Description of problem: It works with max_connections=1 but that is neither documented nor useful. Version-Release number of selected component (if applicable): yum-3.4.3-54.fc18.noarch How reproducible: Always. Steps to Reproduce: echo throttle=200k >>/etc/yum.conf yum upgrade Actual results: 250KB/s (physical limit of my link). Expected results: 200KB/s Additional info: With throttle=20k one gets 20KB * number of concurrent downloads speed.
Yes, throttle translates to per-connection speed limits. I'll update the documentation. Package downloads are mostly independent, there's no other way to throttle the total speed than using "thorttle" and "max_connections" simultaneously. What's wrong with max_connections=1? It solves your problem, I assume.
It is a bug, it can be only WONTFIXed if you wish so. User really does not care about limit per connection when the number of connections is random. User cares about the total data rate of all the connections together. max_connections=1 is a poor workaround as I get commonly only for example 50KB/s from a single site.

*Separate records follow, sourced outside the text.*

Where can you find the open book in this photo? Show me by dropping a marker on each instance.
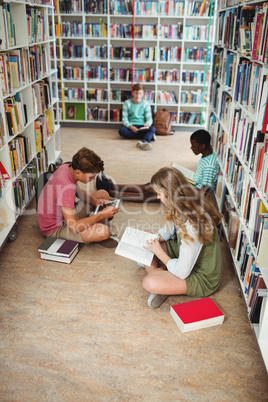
(189, 174)
(131, 245)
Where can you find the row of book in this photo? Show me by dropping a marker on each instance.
(166, 54)
(43, 129)
(197, 97)
(72, 6)
(195, 32)
(118, 30)
(248, 82)
(72, 94)
(103, 95)
(71, 73)
(199, 8)
(3, 139)
(195, 77)
(162, 7)
(4, 179)
(250, 238)
(170, 54)
(20, 151)
(166, 97)
(24, 189)
(95, 30)
(142, 7)
(38, 30)
(16, 114)
(190, 118)
(71, 28)
(225, 108)
(75, 51)
(7, 26)
(197, 54)
(138, 75)
(245, 29)
(14, 70)
(248, 266)
(149, 75)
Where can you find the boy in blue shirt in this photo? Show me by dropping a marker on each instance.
(136, 114)
(205, 177)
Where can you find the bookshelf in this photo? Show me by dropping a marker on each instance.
(29, 113)
(171, 43)
(238, 122)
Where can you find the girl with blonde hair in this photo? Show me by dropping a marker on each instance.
(187, 256)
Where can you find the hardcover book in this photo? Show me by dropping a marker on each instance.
(196, 314)
(58, 250)
(131, 245)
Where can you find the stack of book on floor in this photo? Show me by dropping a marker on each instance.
(58, 250)
(196, 314)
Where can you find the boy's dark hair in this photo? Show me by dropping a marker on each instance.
(138, 87)
(87, 161)
(202, 137)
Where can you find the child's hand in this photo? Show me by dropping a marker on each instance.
(108, 212)
(100, 201)
(134, 129)
(154, 246)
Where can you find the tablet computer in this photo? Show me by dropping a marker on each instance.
(113, 203)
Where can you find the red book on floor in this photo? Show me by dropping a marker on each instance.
(196, 314)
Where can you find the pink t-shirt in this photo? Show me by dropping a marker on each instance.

I'm curious how you'd want to "fix" this.. Yes, the code that estimates the total data rate is there (it does not run when progress display is off, but that's not the biggest problem here). The interface between downloaders and the parent process is now mostly one-directional (progress updates to the parent process). Assume we'll make it duplex, and send the scale factor down when the total data rate exceeds the throttle option. Assume that curl does not break when the MAX_RECV_SPEED_LARGE option changes randomly during a transfer, and the feedback loop will be stable. THEN it will work. But there are too many assumptions, and the effort/gain factor seems too hight to me. Using a properly tuned traffic contol script is so much easier, and more appropriate.
It may have implementation problems but with the current state of code it may be for example best to enforce max_connections=1 when throttle is set, with some warning (if max_connections=1 was not set explicitly).
IMO, explicit is better than implicit.. Eg one might want to allow 1-2 connections, each throttled at 100kbps, and this change would render that setup impossible.